Blocks/Thread blocks are groups of warps/threads. Each block is assigned to a single SM and share its resources (memory and clock). Hence all threads within a block have access to a fast on-chip memory which they can use to share and sync data (more on this later).
Grids are a collection of blocks, and blocks within a grid can execute independently and concurrently, depending on the available GPU resources. There are no shared resources between blocks in a grid.

GPU Kernel Execution Hierarchy

This hierarchy and organization is part abstraction and part grounded in the structure of the GPU hardware. They are necessary to begin understanding how programs are written for them. As a simplification, we write code that is executed by threads, and we use blocks/grids to run many copies of that code in parallel.

Grounding the abstraction in hardware

If you've ever bought a GPU or watched an NVIDIA announcement, you've probably seen something like this:

NVIDIA A100 Hardware Specifications

As mentioned earlier, each SM executes multiple warps simultaneously, scheduling instructions, and providing access to fast on-chip memory (shared memory and registers).

In terms of hardware, an SM includes:

ALUs (integer and floating point operations)
Tensor cores (matrix operations)
Registers
Shared memory
Warp schedulers

Multiple SMs operate independently within a GPU to orchestrate thousands of concurrent threads in a GPU.

Kernel Lifecycle

A typical GPU computation involves:

Data allocation and transfer of the input data from the host memory to device memory (GPU global memory).
Launching the kernel (and passing it pointers to the data)
Computation over the data using thousands of parallel threads
Transfering the data from device memory back to host memory.

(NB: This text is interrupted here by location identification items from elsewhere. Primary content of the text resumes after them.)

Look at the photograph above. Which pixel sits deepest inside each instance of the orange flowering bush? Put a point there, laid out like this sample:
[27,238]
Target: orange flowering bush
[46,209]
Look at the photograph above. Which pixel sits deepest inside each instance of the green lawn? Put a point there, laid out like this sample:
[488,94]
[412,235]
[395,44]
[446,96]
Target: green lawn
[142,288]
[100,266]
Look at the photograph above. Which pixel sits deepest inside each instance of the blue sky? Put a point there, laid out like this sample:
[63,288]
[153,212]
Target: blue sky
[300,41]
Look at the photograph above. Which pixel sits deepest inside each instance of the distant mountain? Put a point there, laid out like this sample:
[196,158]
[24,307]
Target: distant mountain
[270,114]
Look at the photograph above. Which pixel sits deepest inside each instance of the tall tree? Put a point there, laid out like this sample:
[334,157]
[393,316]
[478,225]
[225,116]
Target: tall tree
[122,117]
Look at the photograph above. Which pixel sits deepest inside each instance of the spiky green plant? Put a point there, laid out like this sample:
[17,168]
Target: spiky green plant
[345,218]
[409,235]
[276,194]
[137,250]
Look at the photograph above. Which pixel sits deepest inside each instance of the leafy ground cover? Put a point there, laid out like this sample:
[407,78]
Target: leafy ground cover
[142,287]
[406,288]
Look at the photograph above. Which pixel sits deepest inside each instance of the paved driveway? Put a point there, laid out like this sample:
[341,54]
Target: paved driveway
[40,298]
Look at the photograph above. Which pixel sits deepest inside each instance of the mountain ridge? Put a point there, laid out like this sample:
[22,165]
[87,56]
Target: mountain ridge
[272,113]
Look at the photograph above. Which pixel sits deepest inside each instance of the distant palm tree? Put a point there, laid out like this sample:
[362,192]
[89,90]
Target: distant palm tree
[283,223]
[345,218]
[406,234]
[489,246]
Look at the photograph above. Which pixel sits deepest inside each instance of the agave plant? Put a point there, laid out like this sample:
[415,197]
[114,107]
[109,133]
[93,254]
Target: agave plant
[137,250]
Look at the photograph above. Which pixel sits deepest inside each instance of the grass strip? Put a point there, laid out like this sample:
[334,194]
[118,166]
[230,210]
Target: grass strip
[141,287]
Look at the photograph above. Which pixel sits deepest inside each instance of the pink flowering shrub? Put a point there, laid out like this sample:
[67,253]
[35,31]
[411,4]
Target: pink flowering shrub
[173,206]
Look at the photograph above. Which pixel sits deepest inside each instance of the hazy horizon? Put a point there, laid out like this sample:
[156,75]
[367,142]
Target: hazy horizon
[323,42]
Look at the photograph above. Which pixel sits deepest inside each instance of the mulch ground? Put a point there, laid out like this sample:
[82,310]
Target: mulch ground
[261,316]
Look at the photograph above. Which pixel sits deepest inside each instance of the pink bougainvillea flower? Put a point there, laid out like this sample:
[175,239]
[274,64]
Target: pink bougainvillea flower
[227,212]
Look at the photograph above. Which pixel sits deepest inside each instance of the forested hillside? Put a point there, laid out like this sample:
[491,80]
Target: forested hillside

It's good to note here that kernels do not return anything. Kernels operate on pointers, referencing a position in GPU global memory where the data is located. The result of the kernel's computation is typically written to designated points in global memory.

While the idea of working with pointers might be daunting to some without a CS background, the use of pointers here is typically straightforward. It also makes it easy to write multiple outputs (including intermediate outputs) with a single kernel operation.

Summary Mental Model

Threads are smallest unit of a GPU, they are also typically abundant
Warps are bundles of 32 threads, the smallest execution unit
Thread blocks allow threads to share and use fast on-chip memory
SMs execute thread blocks
Global memory is slow

CUDA vs Triton: Abstraction Differences

Triton abstracts away most of the block layer and shoulders responsibility of thread-block organization. Instead, the user focuses on the the data to be managed by the threads (called "tiles"). The mapping of threads to GPU hardware is then handled by Triton based on grid size, tile dimensions, and memory requirements. Triton also handles optimization of memory allocation, allowing threads to access contiguous memory locations.
CUDA provides more explicit control over grid and block dimensions (up to 3D), and allows explicit management of thread IDs, block IDs, and grid IDs, offering finer-grained control but requiring more manual management.

Triton allows you to reason at a higher level of abstraction: vectorized blocks, rather than individual threads. This trade-off is typically worth it and hence the hype around triton: getting 80% of the optimization performance with 20% of the work.